The image in those days was of control and condemnation. Forgiveness was mentioned but it seemed only on the basis is excruciating self-humiliation.
Confession was there – but it seemed that it was to meet the needs of the church rather than of the penitent.
I also recall seeing an elderly priest – who was probably not too much older than I am now, but he seemed to be positively ancient – and saying or thinking that the one thing I would never be was a priest.
I rather think that the Lord smiled at that one – never of course a burst of ribald laughter, but maybe a slight chuckle.
But then our lessons lead us in a different direction. First there is Abraham’s concern that his son Isaac should have a decent wife. And so he exerted himself to ensure that this happened. Isaac was not exactly a man of action, and was at a loss as he mourned his mother.
And yet we are told how God was deeply engaged in Abraham’s arrangements to bring Isaac personal comfort and of course to secure the line of descent through which the great promise to Abraham would be fulfilled.

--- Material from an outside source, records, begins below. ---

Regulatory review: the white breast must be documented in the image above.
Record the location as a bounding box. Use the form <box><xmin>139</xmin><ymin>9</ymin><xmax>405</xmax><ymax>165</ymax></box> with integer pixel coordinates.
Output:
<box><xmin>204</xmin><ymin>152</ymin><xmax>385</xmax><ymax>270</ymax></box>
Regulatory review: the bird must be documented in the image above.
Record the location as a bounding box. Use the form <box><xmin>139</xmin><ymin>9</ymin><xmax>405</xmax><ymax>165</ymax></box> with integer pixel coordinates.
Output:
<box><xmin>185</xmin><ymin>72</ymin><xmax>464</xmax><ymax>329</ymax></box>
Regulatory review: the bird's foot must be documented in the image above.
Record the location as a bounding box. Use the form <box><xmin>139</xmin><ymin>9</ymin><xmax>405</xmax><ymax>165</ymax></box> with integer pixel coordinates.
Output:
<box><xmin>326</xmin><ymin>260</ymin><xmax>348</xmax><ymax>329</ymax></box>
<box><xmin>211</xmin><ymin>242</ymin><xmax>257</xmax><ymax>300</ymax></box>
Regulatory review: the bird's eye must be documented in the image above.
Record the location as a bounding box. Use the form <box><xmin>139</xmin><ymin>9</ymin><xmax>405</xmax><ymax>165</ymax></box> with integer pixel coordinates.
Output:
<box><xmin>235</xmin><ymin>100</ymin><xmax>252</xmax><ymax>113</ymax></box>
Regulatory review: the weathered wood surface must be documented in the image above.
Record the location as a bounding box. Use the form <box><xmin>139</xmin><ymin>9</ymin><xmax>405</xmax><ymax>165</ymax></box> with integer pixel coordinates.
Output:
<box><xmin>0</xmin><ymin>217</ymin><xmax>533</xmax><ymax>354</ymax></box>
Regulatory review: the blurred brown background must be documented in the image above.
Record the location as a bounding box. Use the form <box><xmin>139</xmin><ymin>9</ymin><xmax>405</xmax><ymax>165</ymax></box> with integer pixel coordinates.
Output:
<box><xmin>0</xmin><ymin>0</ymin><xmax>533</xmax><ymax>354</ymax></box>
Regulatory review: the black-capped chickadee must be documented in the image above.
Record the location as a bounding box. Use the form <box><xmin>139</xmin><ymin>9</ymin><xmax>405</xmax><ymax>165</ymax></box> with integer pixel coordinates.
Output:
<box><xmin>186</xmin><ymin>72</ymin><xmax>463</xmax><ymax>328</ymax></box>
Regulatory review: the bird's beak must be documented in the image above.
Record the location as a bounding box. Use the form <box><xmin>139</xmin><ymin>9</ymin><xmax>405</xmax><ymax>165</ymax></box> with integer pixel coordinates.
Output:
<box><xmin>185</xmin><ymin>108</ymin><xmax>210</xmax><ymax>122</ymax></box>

Through all the changes and mishaps that Abraham’s servant underwent, Isaac was indeed brought the companionship and comfort that he needed.

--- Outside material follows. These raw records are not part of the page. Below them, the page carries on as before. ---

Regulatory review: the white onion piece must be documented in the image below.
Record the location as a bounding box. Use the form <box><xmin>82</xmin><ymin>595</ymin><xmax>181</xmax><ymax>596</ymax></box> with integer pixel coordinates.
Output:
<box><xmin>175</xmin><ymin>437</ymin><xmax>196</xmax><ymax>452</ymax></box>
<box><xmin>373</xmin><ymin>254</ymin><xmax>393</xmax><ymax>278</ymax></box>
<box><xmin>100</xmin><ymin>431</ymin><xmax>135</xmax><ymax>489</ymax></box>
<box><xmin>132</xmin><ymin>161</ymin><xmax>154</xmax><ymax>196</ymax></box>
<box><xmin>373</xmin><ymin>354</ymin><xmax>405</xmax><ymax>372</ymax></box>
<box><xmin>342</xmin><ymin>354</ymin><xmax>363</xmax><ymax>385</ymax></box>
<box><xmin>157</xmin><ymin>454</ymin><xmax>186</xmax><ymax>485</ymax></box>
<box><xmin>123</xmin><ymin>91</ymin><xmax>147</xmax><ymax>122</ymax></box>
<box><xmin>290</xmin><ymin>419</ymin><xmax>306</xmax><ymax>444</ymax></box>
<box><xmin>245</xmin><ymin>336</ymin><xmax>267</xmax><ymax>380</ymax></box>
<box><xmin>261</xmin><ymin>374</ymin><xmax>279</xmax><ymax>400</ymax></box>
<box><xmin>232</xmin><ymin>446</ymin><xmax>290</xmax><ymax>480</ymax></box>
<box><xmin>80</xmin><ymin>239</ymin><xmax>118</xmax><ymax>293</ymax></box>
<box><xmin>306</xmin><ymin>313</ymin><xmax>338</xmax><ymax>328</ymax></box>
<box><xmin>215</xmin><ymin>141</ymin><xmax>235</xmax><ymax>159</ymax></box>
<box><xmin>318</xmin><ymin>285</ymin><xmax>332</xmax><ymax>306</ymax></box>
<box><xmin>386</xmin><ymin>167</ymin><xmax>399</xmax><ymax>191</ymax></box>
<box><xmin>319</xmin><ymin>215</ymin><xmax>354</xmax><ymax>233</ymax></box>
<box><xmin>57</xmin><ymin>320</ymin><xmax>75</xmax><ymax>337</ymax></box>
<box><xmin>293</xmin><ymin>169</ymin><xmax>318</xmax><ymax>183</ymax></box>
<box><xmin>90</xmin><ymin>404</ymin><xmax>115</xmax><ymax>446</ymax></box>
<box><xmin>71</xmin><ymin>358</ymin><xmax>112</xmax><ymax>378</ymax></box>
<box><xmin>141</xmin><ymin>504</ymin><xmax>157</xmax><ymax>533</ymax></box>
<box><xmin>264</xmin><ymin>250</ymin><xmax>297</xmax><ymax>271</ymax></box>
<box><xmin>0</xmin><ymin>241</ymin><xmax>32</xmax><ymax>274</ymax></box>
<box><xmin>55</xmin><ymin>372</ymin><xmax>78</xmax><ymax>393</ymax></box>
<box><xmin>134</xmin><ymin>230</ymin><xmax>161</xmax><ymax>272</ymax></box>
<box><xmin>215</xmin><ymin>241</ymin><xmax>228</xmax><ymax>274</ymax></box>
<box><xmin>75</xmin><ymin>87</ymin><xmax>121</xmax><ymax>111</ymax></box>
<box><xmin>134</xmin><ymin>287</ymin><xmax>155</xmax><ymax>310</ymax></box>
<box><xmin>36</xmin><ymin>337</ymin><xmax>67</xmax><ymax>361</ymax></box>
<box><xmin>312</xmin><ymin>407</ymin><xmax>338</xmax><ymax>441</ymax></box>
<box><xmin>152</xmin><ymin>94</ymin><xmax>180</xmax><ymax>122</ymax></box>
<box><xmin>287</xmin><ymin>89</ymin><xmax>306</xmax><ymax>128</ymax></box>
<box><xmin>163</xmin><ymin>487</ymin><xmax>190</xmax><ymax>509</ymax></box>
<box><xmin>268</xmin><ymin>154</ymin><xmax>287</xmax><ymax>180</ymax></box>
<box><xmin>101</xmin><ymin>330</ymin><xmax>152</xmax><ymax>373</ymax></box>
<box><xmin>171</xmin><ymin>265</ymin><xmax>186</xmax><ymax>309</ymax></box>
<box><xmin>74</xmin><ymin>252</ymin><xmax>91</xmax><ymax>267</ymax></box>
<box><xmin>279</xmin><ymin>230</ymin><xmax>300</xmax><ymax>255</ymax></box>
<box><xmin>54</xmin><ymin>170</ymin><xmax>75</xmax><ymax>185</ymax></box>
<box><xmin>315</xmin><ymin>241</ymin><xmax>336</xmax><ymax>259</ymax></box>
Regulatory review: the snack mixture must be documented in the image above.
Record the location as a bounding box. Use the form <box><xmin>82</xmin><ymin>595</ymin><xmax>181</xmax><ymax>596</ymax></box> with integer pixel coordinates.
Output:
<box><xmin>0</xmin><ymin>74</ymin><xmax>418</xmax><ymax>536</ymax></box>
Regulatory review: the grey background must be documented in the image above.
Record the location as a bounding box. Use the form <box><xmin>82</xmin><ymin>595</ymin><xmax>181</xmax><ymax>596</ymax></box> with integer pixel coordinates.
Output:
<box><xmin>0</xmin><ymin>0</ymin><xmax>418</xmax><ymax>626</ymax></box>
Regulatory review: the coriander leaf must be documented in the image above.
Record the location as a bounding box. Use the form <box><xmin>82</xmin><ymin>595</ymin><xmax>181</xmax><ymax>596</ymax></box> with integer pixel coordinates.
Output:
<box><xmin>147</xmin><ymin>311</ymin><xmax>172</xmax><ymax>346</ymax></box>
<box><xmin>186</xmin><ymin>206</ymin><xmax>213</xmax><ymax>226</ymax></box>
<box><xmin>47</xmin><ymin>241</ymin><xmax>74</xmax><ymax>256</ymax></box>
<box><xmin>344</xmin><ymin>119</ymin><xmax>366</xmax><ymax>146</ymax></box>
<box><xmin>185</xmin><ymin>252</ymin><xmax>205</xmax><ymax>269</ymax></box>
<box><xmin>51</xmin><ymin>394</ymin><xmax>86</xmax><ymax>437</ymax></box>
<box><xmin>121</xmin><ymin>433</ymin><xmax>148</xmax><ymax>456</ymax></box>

A time of personal abandonment had been turned around in the providence of God.
But then Paul writes of another kind of anguish. Intellectually and morally he was committed to the law of his people. But while he knew that it brought life to the heart, he also recognized his personal struggles with parts of it – and maybe all of it.
Impulses and appetites, memories and anxieties haunted him. Whatever he thought or felt, he knew that somehow he was always inadequate.

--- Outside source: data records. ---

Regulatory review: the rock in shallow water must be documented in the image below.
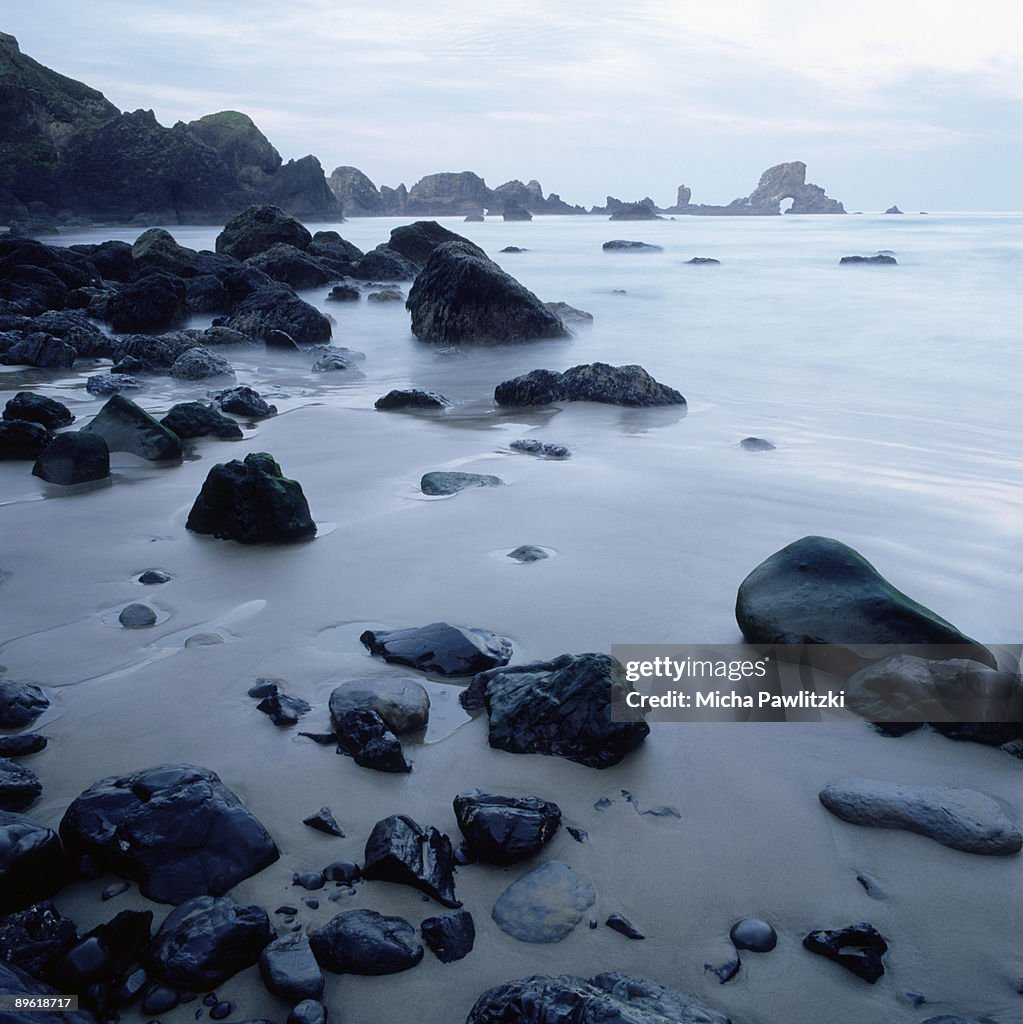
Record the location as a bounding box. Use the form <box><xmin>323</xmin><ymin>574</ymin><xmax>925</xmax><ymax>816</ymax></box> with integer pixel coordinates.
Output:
<box><xmin>820</xmin><ymin>778</ymin><xmax>1023</xmax><ymax>856</ymax></box>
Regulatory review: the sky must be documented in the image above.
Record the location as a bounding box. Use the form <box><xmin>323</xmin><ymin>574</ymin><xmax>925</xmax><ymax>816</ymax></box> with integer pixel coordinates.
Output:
<box><xmin>8</xmin><ymin>0</ymin><xmax>1023</xmax><ymax>211</ymax></box>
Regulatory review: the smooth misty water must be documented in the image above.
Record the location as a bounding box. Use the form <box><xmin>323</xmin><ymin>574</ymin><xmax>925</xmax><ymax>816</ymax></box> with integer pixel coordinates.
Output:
<box><xmin>0</xmin><ymin>214</ymin><xmax>1023</xmax><ymax>1024</ymax></box>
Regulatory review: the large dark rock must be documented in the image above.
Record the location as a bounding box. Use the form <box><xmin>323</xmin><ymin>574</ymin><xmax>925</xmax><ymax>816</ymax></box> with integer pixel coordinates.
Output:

No matter how much learning, dedication, no matter how much time he spent in prayer and fasting, the giving of alms and the doing of good works. It was never going to be enough.
In his own frame and in the depths of his soul, he knew that in his own strength of will and mind, he could never do enough or be enough to deserve the blessings of the fellowship of God.
Paul was living in a permanent wilderness of condemnation. Dry, inadequate, maybe self-pitying, bereft of the kind of fellowship for which the depths of his soul craved but could never earn or contrive.
It was part of being human, and a lonely part at that. There must surely be another way. If he could not contrive it himself, then who could?
But thanks be to God for our Lord Jesus Christ!
Then we have Jesus’ personal invitation. It is given very simply and briefly. He makes no demands, and all He needs is that each person should be able to hear and respond.
It is an invitation to approach Him, just as we are. No special rites of preparation, no incantations or fasting or self-abasement.
All He asks is that we come to Him – and if we are burdened then bring that burden before Him as well.
He does not set limits on the burdens – only we know what those burdens are. They can be in any part of our lives and histories. They can be of the most personal and intimate nature. They can be beyond the possibility of any kind of human remedy or healing.
They can be of the most broken and the most corrupted aspects of life imaginable. There is no past sorrow or present situation or anxiety for the future that He cannot see and hear, touch and heal. His forgiveness and renewal have no limits.
In one sense the only limits are those we put on ourselves. They may be intellectual, moral, relational, social or practical. The only person who can keep us away is ourselves.
But Jesus makes an offer: lay your burdens down and instead be yoked with me. It is a joining and a sharing.
Yes, there will be a burden but it will be different. It will be a burden shared, and above all it will be one that is given by God. It will be about His priorities. His methods, His plans for our lives, His ways of meeting people and responding to them.
To be yoked with Jesus Christ is to take on a new agenda with new resources to meet it. Its timescale is eternity and its company is not only Jesus Christ but all others who also walk under the same yoke.
It is a yoke walked with new energy and seeing the landscape with new eyes, hearing new kinds of stories and speaking in new kinds of conversations.